Ketua DPRD Gresik Much Abdul Qodir didampingi Faqih Usman, Syaikhu Busyiri dan M Hamzah Takim saat menerima perwakilan aksi unjuk rasa. SP

SURABAYAPAGI.COM, Gresik - Ketua DPRD Kabupaten Gresik H Much Abdul Qodir  menegaskan bahwa persetujuan DPRD terhadap pengesahan Peraturan Daerah tentang Penyertaan Modal Perumda Giri Tirta justru untuk menyelamatkan perusahaan milik Pemkab Gresik tersebut.

Hal itu disampaikan Abdul Qodir saat menerima perwakilan aksi unjuk rasa yang mengatasnamakan Gerakan Air untuk Rakyat, bertempat di Ruang Rapat Pimpinan Dewan, Senin (18/10/2021).

Sebelumnya, perwakilan pendemo memprotes langkah para wakil rakyat yang telah menyetujui penyertaan modal bagi Perumda Giri Tirta, yang dulu bernama PDAM Gresik sebesar Rp 113 miliar. 

"Belum lagi tuntas pertanggungjawaban penyertaan modal Rp 20 miliar pada APBD sebelumnya, kini permintaan penambahan modal yang jumlahnya lebih besar kembali dikabulkan, apakah tidak melukai hati rakyat," teriak salah satu orator aksi unjuk rasa di depan kantor DPRD.

Justru dengan tidak disetujuinya penambahan modal baru, kata Ketua Dewan Abdul Qodir, Perumda Giri Tirta akan semakin mengalami kerugian besar karena jaringan pipa yang sudah tidak layak secara ekonomis akan mengalami kebocoran dimana-mana. Sehingga perlu penggantian pipa dan dana besar.

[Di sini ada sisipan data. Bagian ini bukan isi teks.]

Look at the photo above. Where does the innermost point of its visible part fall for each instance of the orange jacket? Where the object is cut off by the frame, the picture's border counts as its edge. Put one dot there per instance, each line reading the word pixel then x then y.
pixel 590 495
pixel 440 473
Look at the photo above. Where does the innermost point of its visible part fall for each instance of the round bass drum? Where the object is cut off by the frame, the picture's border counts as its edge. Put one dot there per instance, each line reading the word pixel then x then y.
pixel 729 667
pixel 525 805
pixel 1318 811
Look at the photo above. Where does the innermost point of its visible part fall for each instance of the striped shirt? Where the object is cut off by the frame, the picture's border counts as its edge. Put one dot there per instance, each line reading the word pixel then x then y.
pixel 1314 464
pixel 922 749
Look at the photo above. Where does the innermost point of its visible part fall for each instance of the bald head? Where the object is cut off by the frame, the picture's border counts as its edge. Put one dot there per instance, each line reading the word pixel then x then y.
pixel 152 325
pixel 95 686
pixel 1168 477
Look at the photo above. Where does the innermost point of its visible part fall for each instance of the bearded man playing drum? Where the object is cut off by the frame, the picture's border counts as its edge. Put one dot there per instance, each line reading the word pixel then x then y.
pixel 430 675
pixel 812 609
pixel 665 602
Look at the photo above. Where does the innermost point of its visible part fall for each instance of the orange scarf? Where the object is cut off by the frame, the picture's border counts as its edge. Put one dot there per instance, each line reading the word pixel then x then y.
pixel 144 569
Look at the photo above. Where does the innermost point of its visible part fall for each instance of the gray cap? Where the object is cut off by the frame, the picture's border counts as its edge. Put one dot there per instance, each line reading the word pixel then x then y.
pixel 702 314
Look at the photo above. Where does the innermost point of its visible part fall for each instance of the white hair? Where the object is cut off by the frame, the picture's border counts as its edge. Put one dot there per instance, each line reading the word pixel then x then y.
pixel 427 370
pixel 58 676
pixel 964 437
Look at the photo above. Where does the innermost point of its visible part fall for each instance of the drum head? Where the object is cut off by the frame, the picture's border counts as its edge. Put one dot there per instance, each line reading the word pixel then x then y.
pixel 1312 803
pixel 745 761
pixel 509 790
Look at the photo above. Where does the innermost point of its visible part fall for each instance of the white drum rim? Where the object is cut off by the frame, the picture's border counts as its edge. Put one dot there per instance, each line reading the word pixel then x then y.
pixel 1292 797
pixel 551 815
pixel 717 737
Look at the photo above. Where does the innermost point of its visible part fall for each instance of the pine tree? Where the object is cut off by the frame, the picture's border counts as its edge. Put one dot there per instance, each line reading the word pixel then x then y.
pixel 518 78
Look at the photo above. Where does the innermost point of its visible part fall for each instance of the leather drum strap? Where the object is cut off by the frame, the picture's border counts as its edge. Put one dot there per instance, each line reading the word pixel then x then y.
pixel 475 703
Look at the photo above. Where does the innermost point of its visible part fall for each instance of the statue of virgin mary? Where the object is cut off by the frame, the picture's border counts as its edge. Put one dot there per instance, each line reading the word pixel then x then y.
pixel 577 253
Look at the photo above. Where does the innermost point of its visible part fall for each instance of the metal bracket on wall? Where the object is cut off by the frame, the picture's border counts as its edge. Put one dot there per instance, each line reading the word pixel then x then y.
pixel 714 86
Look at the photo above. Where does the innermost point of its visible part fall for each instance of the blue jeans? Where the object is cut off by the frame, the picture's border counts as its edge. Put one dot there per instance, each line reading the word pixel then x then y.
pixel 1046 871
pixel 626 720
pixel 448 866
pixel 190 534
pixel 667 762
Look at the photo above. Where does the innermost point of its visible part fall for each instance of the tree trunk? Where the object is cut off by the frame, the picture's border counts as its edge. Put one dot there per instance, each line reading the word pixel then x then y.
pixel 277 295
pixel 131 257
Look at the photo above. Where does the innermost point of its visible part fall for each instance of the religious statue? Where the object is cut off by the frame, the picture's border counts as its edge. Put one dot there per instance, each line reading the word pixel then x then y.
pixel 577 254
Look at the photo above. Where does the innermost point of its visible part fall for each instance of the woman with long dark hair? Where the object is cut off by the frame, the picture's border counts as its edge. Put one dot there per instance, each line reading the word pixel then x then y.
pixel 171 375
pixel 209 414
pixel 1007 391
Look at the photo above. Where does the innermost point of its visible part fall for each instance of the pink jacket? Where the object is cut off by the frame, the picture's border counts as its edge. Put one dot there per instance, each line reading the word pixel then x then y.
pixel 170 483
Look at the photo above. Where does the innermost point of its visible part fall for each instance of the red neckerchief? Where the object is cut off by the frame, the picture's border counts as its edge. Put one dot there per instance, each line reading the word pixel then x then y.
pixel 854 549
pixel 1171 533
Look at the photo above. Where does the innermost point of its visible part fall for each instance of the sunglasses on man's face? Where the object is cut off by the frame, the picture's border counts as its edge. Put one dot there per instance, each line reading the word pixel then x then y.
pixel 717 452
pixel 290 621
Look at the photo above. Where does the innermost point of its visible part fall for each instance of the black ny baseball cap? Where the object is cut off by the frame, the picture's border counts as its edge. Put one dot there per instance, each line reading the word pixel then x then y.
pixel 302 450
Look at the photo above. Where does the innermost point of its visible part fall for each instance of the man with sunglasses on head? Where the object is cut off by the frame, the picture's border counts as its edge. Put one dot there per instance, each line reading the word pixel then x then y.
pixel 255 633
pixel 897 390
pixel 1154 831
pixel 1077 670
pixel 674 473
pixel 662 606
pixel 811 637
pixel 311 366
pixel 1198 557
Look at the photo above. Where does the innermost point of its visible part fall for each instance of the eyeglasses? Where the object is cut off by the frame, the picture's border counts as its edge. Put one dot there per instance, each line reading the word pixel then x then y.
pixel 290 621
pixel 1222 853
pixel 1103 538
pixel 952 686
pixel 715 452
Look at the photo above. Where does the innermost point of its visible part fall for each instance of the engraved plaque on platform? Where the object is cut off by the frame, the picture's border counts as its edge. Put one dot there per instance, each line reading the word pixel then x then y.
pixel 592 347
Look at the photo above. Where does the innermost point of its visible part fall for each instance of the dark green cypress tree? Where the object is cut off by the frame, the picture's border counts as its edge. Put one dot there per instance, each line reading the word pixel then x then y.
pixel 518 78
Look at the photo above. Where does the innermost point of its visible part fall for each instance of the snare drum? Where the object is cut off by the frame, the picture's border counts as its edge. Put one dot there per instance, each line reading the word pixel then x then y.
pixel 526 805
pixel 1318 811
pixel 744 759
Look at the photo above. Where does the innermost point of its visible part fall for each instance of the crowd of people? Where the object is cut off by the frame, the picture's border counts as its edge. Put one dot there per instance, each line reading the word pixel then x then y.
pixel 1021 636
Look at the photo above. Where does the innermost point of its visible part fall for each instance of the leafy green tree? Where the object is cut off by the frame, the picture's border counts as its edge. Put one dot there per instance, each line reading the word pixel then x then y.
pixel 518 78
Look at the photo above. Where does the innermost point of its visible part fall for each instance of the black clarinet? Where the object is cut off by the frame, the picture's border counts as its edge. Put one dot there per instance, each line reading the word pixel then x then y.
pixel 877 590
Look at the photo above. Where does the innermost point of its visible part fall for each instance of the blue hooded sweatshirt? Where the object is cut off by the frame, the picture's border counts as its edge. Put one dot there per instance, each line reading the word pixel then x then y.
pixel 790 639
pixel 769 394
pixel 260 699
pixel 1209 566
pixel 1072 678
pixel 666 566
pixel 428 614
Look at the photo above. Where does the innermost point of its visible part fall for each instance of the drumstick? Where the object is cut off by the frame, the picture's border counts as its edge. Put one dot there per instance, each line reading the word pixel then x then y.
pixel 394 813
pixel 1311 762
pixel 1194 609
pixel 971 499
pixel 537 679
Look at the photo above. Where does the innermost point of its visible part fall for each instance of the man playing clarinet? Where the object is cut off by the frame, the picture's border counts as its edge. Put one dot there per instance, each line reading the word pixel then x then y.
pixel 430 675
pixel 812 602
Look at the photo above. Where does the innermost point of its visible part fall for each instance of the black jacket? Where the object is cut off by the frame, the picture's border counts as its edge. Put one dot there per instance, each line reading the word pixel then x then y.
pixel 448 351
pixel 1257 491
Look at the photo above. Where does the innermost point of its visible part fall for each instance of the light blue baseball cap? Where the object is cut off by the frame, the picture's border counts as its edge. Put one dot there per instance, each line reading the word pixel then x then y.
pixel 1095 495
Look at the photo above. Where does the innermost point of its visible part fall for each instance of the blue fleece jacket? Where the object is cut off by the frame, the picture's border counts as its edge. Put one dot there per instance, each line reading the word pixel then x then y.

"Dana penyertaan modal yang sudah disetujui sebesar Rp 113 miliar itu sebagian besar nanti akan dianggarkan untuk mengganti jaringan pipa yang sudah tua dan sekaligus menambah besaran diameter pipa," ucap Abdul Qodir yang juga didampingi mantan anggota pansus ranperda penyerahan modal Perumda Giri Tirta, yakni Faqih Usman, Syaikhu Busyiri dan Hamzah Takim.

Menurut Faqih Usman, sumber pendanaan penyertaan modal bagi Perumda Giri Tirta tidak semata dari APBD Gresik. Tapi skemanya berasal dari APBD, APBN dan pinjaman dari program ekonomi nasional (PEN).

"Komposisinya sebesar Rp 22 miliar dari APBD, Rp 33 miliar dari alokasi APBN, dan sebesar Rp 66 miliar akan berasal dari pinjaman PEN," ungkapnya. 

Sebagai bentuk pengawasan, dana penyertaan modal yang sudah disepakati tidak akan diserahkan ke Perumda Giri Tirta seperti sebelumnya, melainkan akan diserahkan ke pihak Dinas PU untuk mengerjakan semua proyek termasuk pemasangan dan penggantian jaringan pipa ke pelanggan.